Taken aback initially, I obliged. Something about craving that tangy heat only buffalo sauce can deliver was too deeply ingrained on that lazy Sunday. 

I’d had boneless before but they felt childish - like chicken nuggets with a high school diploma. But something about trying to portray the image of an old soul kept me away for years. Embarrassed but hungry enough not to care, I sipped my hefeweizen and awaited my fate. 

They arrive like any other basket of wings would - red plastic basket, parchment paper base, cup of ranch on the side, and absolutely dripping. A celery and carrot stick cozied up next to the ranch looking to get in on the action too. They would not leave the bar that day either.

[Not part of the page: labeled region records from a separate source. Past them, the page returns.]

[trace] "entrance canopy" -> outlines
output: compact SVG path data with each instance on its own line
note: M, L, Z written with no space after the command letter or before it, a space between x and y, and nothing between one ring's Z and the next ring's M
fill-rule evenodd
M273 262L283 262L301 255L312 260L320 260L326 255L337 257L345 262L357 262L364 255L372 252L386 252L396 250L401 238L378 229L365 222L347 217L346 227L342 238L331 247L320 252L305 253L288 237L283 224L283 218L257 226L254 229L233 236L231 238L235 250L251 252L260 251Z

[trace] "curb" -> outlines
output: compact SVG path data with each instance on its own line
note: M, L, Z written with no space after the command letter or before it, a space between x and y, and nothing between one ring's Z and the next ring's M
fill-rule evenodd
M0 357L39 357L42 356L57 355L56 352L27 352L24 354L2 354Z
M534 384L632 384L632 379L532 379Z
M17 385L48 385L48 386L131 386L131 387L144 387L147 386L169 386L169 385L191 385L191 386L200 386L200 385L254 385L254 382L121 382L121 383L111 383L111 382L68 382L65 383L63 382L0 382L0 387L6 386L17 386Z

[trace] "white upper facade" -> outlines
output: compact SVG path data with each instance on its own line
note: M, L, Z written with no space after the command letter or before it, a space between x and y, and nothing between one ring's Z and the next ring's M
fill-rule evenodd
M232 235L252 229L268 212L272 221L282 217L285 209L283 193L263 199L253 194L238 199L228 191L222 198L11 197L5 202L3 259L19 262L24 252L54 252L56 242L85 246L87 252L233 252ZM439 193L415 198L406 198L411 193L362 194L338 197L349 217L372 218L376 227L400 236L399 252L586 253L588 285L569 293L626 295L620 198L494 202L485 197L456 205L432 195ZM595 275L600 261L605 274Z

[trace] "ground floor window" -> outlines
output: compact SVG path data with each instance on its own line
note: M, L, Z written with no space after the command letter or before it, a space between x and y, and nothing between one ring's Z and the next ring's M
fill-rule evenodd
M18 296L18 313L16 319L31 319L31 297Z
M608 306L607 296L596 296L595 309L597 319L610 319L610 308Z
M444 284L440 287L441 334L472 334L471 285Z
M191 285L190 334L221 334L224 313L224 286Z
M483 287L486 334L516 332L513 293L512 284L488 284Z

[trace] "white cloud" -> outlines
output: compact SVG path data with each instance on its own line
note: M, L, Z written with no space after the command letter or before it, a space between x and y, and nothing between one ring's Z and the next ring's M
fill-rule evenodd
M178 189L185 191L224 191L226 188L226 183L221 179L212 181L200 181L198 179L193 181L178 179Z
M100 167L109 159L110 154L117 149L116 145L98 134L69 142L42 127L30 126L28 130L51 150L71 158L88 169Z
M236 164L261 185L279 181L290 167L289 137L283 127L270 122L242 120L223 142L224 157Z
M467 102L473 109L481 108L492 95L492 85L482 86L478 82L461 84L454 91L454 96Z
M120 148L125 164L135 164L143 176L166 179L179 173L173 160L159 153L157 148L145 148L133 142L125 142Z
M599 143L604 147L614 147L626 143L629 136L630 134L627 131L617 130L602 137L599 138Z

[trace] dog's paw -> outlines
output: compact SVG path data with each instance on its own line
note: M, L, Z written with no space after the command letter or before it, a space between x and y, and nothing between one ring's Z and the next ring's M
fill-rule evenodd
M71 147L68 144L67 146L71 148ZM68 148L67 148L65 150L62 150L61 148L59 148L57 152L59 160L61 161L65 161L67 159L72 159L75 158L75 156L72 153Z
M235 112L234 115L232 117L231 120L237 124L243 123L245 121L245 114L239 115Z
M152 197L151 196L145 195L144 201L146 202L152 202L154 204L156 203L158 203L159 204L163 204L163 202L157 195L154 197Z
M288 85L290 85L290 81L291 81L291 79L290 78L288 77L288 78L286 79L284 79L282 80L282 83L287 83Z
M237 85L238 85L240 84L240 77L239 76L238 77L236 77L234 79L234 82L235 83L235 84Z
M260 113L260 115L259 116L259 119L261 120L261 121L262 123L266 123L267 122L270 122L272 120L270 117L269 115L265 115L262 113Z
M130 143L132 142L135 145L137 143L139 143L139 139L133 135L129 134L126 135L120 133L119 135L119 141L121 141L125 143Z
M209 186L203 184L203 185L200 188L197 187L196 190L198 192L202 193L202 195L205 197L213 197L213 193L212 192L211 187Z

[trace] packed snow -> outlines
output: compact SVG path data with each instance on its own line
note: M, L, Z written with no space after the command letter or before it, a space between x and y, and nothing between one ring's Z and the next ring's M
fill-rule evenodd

That’s entirely too many words building up to a meal so here’s what happened next with brevity in mind: 

  • The fork was obviously a game changer. Not only were my hands spared from the constant wiping on napkins, no wing went wasted. 

  • An all around better flavor profile - more consistently sauced across the board

  • The surface area was more precisely coated with ranch upon dipping. I could go full dunk if I wanted to, or just a dab. No longer was I forced to decide between round-pegging a flat wing into a cup of dressing or dipping just the tip which risks an uneven flavor profile. 

  • I was actively saving the planet by cutting down on napkin and wet wipe consumption. 

  • No raw spots, no stray bone fragments targeting my trachea, no chewy pieces of cartilage, and a crispier frying experience altogether. 

What my buddies and I thought we looked like on the streets of NYC, fall 2016

I pushed my plate away with a look that said my world had changed. Everything I knew had flipped. Maybe it was the flavor, or the tidy cleaning experience, or the dew point of 53 degrees on a crispy fall NYC day that tipped the scales but I knew I’d never go back. I’d entered the next phase of my palette. A more refined level of consumption - like the move from Old Forester to Woodford, or Sutter Home to Duckhorn.

You can make the argument that because they’re all-around more mature and represent the original idea of wings, bone-in are superior. And that’s fine, I respect wrong opinions as well. I’ll even dabble here and there if I’m in the mood. 

But don’t expect to see me without my fork at the bar 99 times out of 10. Enjoy wiping your fingers, you degenerates.